The IRA raised minimum rental rates from $2 to $3 per acre, increased the royalty rate to 16.67 percent, and outlawed non-competitive leasing, which allowed oil and gas companies to purchase leases on land that did not receive any competitive bids at the main lease sale for extremely low rates. The previous royalty rate of 12.5 percent had not been updated in 100 years and was significantly lower than royalty rates for oil and gas production on state and private land. At times, the Texas royalty rate was double the federal rate.
Holly Hopkins, vice president at the American Petroleum Institute, claimed that the increases in rental and royalty rates are “an attempt to add even more barriers to future energy production” and raised concerns that the updates would discourage investment.
This does not seem to be the case in Wyoming at least, where the Bureau of Land Management (BLM) owns half of the surface land and nearly 70 percent of the mineral estate. The Wyoming BLM, who manages federal lease sales, received bids on all 67 parcels offered at the June 2023 lease sale. At the March 2020 sale, before royalty and minimum rental rates were increased, 106 parcels were offered for sale. Only 74 of those received competitive bids, slightly under 70 percent. While data comparing lease sale rates and revenues before and after the increase in rates are currently limited, it is far more likely that global economic conditions determine companies’ bullishness on new oil and gas development than changes in rental and royalty rates.

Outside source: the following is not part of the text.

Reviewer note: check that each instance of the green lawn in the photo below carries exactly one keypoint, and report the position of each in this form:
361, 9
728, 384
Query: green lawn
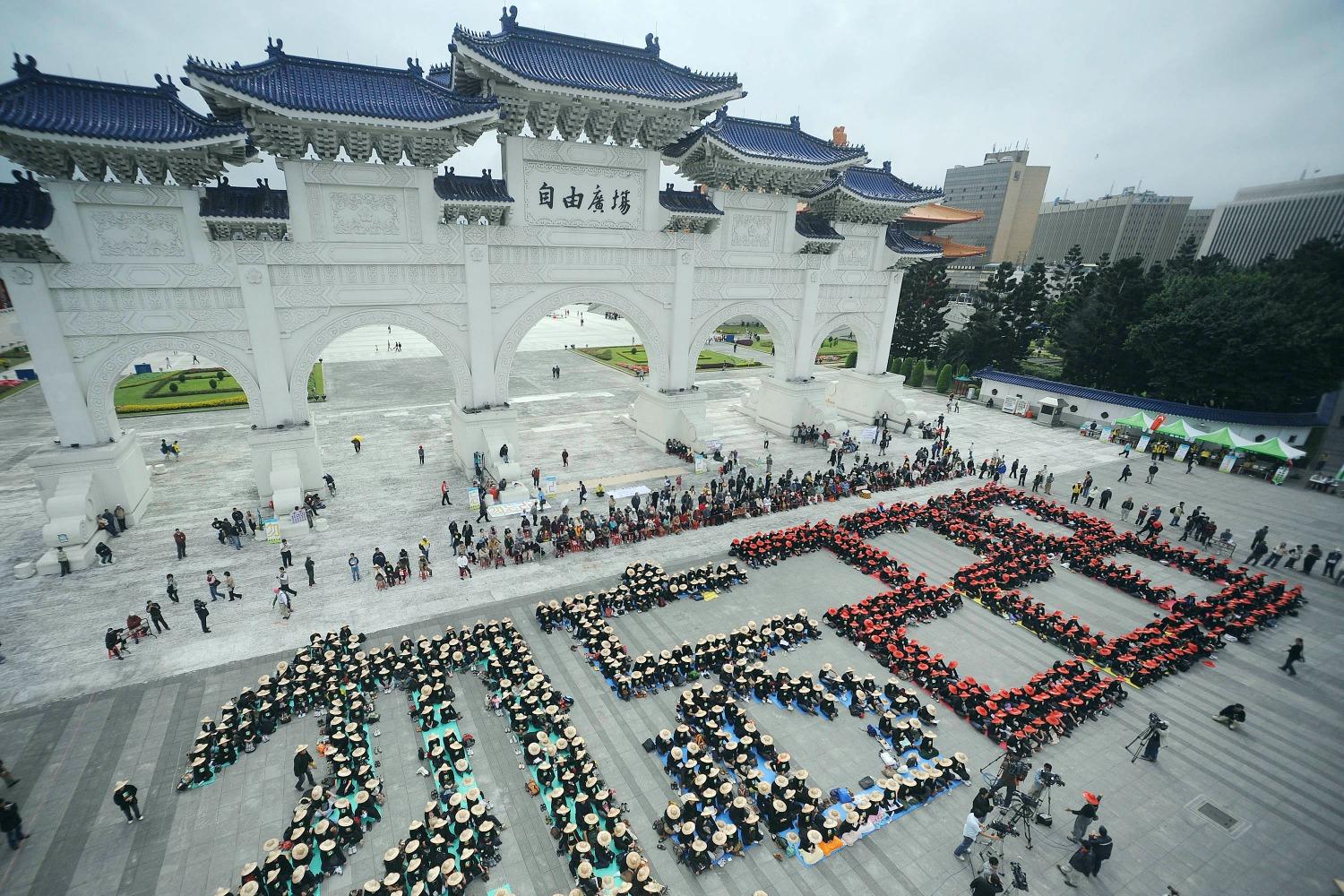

A new rule proposed in July would further update the federal leasing program by increasing minimum lease bonding amounts from $10,000 to $150,000. Bonding is intended to ensure oil and gas companies adequately plug and clean up wells once they are no longer productive, but the current minimum bond of $10,000 was set in 1960 and is no longer an adequate incentive, nor does it cover the cost of clean-up if the wells are abandoned.
Jamie Williams, president of The Wilderness Society, described the proposed rule as “an important step towards the BLM taking a more holistic conservation, climate, and community-centric approach to managing public lands.”
As these proposed reforms make their way through the lengthy federal rulemaking process, President Biden continues holding lease sales and issuing new permits to drill. A lease sale was held in June 2023 and two more are planned this year, one in September and one in December. Biden’s administration issued 219 drilling permits in July, and on September 27, the Bureau of Ocean Energy Management will offer leases to develop 67 million acres across the Gulf of Mexico. A recent study found that even if all new fossil fuel production projects were to stop immediately, the world would still be on track to overshoot the goal to stay under 1.5 degrees Celsius, an increase in global average temperatures since pre-industrial levels that scientists have set as a critical target. .
Environmental groups argue that continuing to issue drilling permits and to sell leases directly violates President Biden’s re-signing of the Paris Agreement and undermines his public commitment to action on climate change.
Josh Axelrod, senior policy advisor with the Natural Resources Defense Council, praised the Biden administration’s recent proposed updates to the leasing program, but highlighted that, once again, no requirement to consider climate impacts of leasing is included. “What is truly key moving forward,” he said, “is for the agency [the Department of the Interior] to forge an approach for measuring and mitigating the program’s impact on climate.”